A Controvérsia sobre a possibilidade de Ação Rescisória Contra o Acórdão que decidiu o RE Nº 574.706/PR:
Nos últimos meses, como se sabe, ganhou a mídia a notícia de manejo de ação rescisória do fisco em relação ao precedente constante do Recurso Extraordinário Nº 574.706/PR, do STF.
Trata-se, em verdade, de uma pretensão jurídica impossível e uma afronta ao princípio da segurança jurídica.
Por conta da modulação de efeitos da decisão, o Fisco aventou a possibilidade de ajuizamento de ações rescisórias, em relação a decisões já transitadas em julgado em ações judiciais manejadas após a data-base fixada em sede de julgamento dos embargos, ou seja, a data de 15/03/2017, contendo o reconhecimento ao direito à repetição de indébito no que tange aos cinco anos passados.
São ações rescisórias com o intuito de limitar a repetição de indébito não aos cinco anos anteriores ao ajuizamento, mas sim à data-base da modulação em sede de embargos.
Com efeito, o CPC, em seu artigo 535, estatui que não são exigíveis as decisões proferidas pelo poder judiciário que sejam fundadas em interpretação ou legislação que seja dada como inconstitucional pelo STF, além de prever a possibilidade de manejo de ação rescisória contra decisões que já tenham transitado em julgado contrariamente ao quanto decidiu o STF.
Na hipótese da exclusão do ICMS da base de cálculo do PIS e da COFINS, as decisões que que seriam questionadas pelo fisco, via PGFN, estão em consonância com a posição adotada pelo Supremo Tribunal Federal, de tal sorte que a PGFN não pode requer a rescisão justamente de uma decisão em linha com o entendimento do STF.
Ademais, é sabido que a técnica da modulação dos efeitos da decisão é uma técnica prevista em prol da segurança jurídica, ou seja, garantindo uma maior proteção à coisa julgada, mesmo que em contrariedade a entendimentos anteriores em sentido contrário firmados pelo STF.
Dessa feita, a modulação tem por objetivo impedir a ação rescisória, que seria cabível a princípio, de forma a manter a segurança jurídica sobre os casos já transitados. Nesse sentido, a modulação prevista no CPC tem como objetivo obstar as rescisórias, e não as viabilizar.
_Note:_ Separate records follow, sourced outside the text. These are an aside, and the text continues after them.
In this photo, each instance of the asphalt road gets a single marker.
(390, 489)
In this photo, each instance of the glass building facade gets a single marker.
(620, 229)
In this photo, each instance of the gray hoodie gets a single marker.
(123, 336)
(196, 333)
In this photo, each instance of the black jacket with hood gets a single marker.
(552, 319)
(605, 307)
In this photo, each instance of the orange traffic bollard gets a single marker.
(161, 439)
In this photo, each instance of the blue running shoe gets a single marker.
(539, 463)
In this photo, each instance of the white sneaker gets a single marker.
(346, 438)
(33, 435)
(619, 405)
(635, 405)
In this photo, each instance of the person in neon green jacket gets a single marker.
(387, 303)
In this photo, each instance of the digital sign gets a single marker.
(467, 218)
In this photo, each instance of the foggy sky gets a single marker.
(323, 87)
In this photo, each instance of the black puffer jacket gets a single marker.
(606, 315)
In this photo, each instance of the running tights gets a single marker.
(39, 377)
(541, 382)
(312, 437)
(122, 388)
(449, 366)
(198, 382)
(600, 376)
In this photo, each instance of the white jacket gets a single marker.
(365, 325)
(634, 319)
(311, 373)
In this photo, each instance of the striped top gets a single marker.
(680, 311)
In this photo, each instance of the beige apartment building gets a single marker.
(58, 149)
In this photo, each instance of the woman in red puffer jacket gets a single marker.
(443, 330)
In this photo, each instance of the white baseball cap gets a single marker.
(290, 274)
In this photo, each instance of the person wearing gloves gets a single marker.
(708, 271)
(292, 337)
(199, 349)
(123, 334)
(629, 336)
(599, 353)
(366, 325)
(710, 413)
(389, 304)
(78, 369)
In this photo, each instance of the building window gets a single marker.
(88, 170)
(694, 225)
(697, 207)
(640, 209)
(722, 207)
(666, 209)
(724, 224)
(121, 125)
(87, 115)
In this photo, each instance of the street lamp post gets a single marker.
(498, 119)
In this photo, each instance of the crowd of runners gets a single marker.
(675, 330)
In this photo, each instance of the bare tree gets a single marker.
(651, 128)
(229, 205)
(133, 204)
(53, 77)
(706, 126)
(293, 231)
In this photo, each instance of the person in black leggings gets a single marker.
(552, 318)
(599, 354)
Seria um contrassenso permitir uma ação rescisória para favorecer a segurança jurídica.
Os argumentos acima são mais do que acertados em consonância com uma interpretação que garante a máxima efetividade da constituição e dá guarida aos fundamentos, objetivos e princípios da República Federativa do Brasil previstos nos arts. 1 a 4 da Constituição Federal.
Mas vamos além. Há ainda mais um motivo adicional para defender a impossibilidade de manejo de referidas ações rescisórias: o princípio da teoria dos atos próprios da administração pública, que vem sendo amplamente aplicada pelo STF. O Fisco, ao querer manejar tais ações rescisórias, e como vem efetivamente manejando, afronta totalmente contra importante princípio reconhecido reiteradamente pelo STF e STJ, inclusive na seara tributária.
Em síntese: em vista de toda a exposição acima, corroborada por uma vastíssima base jurisprudencial consolidada perante o STF e STJ e, ainda, sob a égide dos princípios constitucionais previstos nos art. 1º, III e IV; art. 5º, caput e inciso XXXVI; art. 37, caput, todos da CF, e também com base nos princípios constitucionais implícitos da confiança, razoabilidade e proporcionalidade, resta claro que o manejo de referidas ações rescisórias não apenas é inconstitucional, como também ilegal.